Things I learned this week
NPR covered the very non-egalitarian diets of wealthy colonists who set the American Revolution in motion. This piece covers the culinary choices of Washington, Jefferson, and William Paca (early Maryland Governor and signer of the Declaration of Independence). Self-evident truths did not include that all menus are created equal. And I have mixed feelings now knowing our founding fathers ate stewed kidneys. (If you come visit me, I’ll take you to the Annapolitian establishments mentioned in this story, but will not serve you any organ I help care for.)
In 2024, researchers and religious leaders installed an artificial-intelligence Jesus, based on ChatGPT 4.0 at the time, to engage with parishioners and run it as both an art installation and a research project, observing how people responded to engaging with a pseudo-savior.
This week, I learned that some Hindu temples are starting to install robotic elephants to allow the public to interact with the venerated creatures without the risks, burdens, or concerns associated with animal mistreatment. In fact, one engineer highlighted in the article, Prasanth Prakashan, seems to have a robust business in mechanical pachyderm manufacturing.
AP Article
Meet Prasanth:
Artificial cells, robotic elephants, and AI Jesus all feel very deus ex machina.
AI art of the week
A visual mashup of topics from the newsletter and an exercise to see how various LLMs interpret the prompt. I use an LLM to summarize the newsletter, suggest prompts, and generate images with different LLMs.
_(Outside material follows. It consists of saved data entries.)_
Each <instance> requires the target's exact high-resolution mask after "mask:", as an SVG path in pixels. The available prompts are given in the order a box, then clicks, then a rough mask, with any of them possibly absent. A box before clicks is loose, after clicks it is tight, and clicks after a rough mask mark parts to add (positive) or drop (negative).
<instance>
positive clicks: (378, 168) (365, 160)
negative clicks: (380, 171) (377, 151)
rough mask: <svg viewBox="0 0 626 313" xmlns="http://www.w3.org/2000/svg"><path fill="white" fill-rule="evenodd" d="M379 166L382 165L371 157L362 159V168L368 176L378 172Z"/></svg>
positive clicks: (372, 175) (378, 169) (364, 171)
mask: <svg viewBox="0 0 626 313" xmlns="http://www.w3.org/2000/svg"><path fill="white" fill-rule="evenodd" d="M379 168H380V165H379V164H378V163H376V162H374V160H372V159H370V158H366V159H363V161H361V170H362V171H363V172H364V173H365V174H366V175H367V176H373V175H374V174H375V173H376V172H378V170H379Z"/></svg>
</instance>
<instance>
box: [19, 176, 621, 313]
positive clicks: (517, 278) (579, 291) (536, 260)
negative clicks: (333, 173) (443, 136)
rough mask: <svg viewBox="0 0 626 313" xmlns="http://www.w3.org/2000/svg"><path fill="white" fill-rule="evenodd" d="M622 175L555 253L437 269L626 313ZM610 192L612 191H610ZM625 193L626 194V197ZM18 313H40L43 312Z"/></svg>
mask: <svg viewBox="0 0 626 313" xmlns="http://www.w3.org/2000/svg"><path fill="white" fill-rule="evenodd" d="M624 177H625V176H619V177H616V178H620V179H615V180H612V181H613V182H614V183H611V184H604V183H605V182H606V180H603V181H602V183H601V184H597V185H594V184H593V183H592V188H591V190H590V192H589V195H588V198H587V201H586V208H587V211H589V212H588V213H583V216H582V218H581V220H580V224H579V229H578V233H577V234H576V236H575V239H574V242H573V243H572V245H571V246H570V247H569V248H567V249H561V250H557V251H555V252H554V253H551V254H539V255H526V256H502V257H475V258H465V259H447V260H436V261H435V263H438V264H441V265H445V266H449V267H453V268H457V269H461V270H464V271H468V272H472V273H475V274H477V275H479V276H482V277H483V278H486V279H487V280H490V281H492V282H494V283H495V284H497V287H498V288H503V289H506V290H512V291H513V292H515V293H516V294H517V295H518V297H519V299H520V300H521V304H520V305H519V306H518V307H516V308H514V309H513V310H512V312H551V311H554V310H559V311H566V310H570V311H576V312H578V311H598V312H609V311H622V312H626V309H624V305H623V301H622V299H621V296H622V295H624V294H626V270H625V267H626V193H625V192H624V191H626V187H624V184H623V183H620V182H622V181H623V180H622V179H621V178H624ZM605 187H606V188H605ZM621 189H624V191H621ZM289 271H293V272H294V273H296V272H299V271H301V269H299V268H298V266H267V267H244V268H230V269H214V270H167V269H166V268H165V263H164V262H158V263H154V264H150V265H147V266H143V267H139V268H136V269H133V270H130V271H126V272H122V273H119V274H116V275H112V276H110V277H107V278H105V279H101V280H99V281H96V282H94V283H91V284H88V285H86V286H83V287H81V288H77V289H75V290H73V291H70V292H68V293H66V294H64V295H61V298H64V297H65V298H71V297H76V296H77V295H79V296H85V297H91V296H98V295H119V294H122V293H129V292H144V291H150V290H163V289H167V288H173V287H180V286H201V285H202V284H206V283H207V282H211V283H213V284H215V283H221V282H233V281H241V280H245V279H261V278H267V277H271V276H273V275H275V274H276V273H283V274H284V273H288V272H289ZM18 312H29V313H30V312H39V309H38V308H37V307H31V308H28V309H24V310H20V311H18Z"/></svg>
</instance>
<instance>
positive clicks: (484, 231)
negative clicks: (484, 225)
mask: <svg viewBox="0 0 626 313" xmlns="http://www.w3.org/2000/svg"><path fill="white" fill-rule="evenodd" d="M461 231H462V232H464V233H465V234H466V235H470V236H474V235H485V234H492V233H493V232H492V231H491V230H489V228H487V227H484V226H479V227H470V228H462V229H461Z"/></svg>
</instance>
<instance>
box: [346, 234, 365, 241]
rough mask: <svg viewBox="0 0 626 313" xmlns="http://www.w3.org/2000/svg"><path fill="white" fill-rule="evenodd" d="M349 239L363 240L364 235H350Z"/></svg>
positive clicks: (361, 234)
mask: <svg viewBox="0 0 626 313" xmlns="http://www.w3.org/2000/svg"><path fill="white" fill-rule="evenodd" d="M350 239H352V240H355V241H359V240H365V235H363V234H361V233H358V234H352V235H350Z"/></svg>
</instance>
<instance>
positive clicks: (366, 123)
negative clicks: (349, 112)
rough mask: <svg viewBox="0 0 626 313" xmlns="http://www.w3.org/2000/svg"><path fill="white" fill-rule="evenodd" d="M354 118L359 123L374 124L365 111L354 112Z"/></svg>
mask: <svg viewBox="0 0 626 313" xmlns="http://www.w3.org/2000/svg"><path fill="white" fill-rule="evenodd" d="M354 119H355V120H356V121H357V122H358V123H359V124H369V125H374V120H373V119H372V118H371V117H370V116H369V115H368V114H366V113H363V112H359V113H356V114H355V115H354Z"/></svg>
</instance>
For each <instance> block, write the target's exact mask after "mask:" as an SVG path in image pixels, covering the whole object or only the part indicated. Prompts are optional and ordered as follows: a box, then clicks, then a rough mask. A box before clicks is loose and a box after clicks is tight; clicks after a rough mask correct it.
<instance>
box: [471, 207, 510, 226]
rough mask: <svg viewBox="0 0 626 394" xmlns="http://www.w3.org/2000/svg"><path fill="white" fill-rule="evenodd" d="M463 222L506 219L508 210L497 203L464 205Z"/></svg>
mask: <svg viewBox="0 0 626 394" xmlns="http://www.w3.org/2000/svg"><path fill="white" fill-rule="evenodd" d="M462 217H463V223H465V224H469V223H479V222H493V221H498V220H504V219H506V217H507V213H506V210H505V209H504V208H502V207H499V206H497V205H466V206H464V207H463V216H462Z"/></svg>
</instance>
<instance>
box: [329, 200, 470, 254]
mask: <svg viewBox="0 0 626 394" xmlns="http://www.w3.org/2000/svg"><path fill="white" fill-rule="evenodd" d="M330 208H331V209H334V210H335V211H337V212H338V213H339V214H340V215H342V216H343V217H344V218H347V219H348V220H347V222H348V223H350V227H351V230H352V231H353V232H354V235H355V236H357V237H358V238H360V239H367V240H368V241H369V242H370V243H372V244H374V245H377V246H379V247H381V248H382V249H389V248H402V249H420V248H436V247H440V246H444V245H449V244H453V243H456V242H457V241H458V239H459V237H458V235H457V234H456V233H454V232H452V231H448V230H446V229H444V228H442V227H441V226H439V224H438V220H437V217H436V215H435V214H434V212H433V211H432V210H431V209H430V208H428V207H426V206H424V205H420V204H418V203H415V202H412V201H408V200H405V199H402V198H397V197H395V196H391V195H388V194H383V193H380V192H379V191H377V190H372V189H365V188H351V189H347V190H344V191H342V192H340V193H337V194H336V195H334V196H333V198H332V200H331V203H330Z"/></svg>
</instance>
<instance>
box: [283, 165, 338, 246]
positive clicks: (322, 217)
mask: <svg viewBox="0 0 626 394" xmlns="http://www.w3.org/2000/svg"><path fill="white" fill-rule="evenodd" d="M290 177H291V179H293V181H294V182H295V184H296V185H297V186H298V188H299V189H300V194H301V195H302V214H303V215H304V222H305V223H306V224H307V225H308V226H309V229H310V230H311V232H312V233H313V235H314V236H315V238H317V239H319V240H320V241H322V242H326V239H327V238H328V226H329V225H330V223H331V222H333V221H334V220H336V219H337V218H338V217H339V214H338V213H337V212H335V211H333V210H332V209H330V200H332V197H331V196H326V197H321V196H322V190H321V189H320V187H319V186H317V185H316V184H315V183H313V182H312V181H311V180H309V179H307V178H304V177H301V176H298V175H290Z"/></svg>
A visual mashup of topics from the newsletter and an exercise to see how various LLMs interpret the prompt. I use an LLM to summarize the newsletter, suggest prompts, and generate images with different LLMs.
A Byzantine devotional icon painted in egg tempera on a gessoed wood panel, in the manner of a 12th-century master of Constantinople. Flat burnished gold-leaf ground covering the entire background, tooled with a fine punched halo pattern. Hieratic frontal composition, inverse perspective, no naturalistic depth or cast shadows. Muted earth palette of ochre, terre verte underpainting showing through the flesh, deep vermilion and lapis robes, with fine gold striations (chrysography) on every garment. Solemn, elongated figures with long noses and small mouths, gazing directly outward. Faint craquelure and worn gilding at the edges, as if venerated for centuries.
At the center, enthroned in the position of Christ Pantokrator, sits a robotic elephant rendered as a sacred figure: brass-and-enamel plating worked like cloisonné, one mechanical trunk raised in a gesture of blessing, the other holding a closed gilt gospel book. A halo of hammered gold encircles its head, inscribed with faux-Greek lettering.
Flanking the throne in the positions of attending saints stand two figures. On the left, a haloed figure of Christ whose face is a softly glowing screen, robed in traditional red and blue, one hand raised in benediction, the other holding a scroll of shimmering text. On the right, a tonsured physician-monk in a deacon's robe, holding not a censer but a small glowing tablet, its light falling on his face like divine radiance.
In the lower register, presented as venerated relics on a draped altar cloth, sit three small, potato-shaped, translucent cells, each haloed in gold and dividing into daughter cells, with a tiny painted spoon offered toward them as if feeding them. A hand-lettered titulus in mock-Greek majuscule runs beneath: the words "SPUDCELL" and a cross.
Around the border, a continuous decorative frame of interlaced gold vinework, with four small roundels in the corners containing: a coiled DNA helix, a sun disc crossed out (for sunscreen), a set of scales tipped by coins (for conflicted committees), and a withering laurel over a coin (for defunded science). The whole panel lit with the flat, even, sourceless glow of gold-ground icon painting. Reverent, solemn, and utterly deadpan.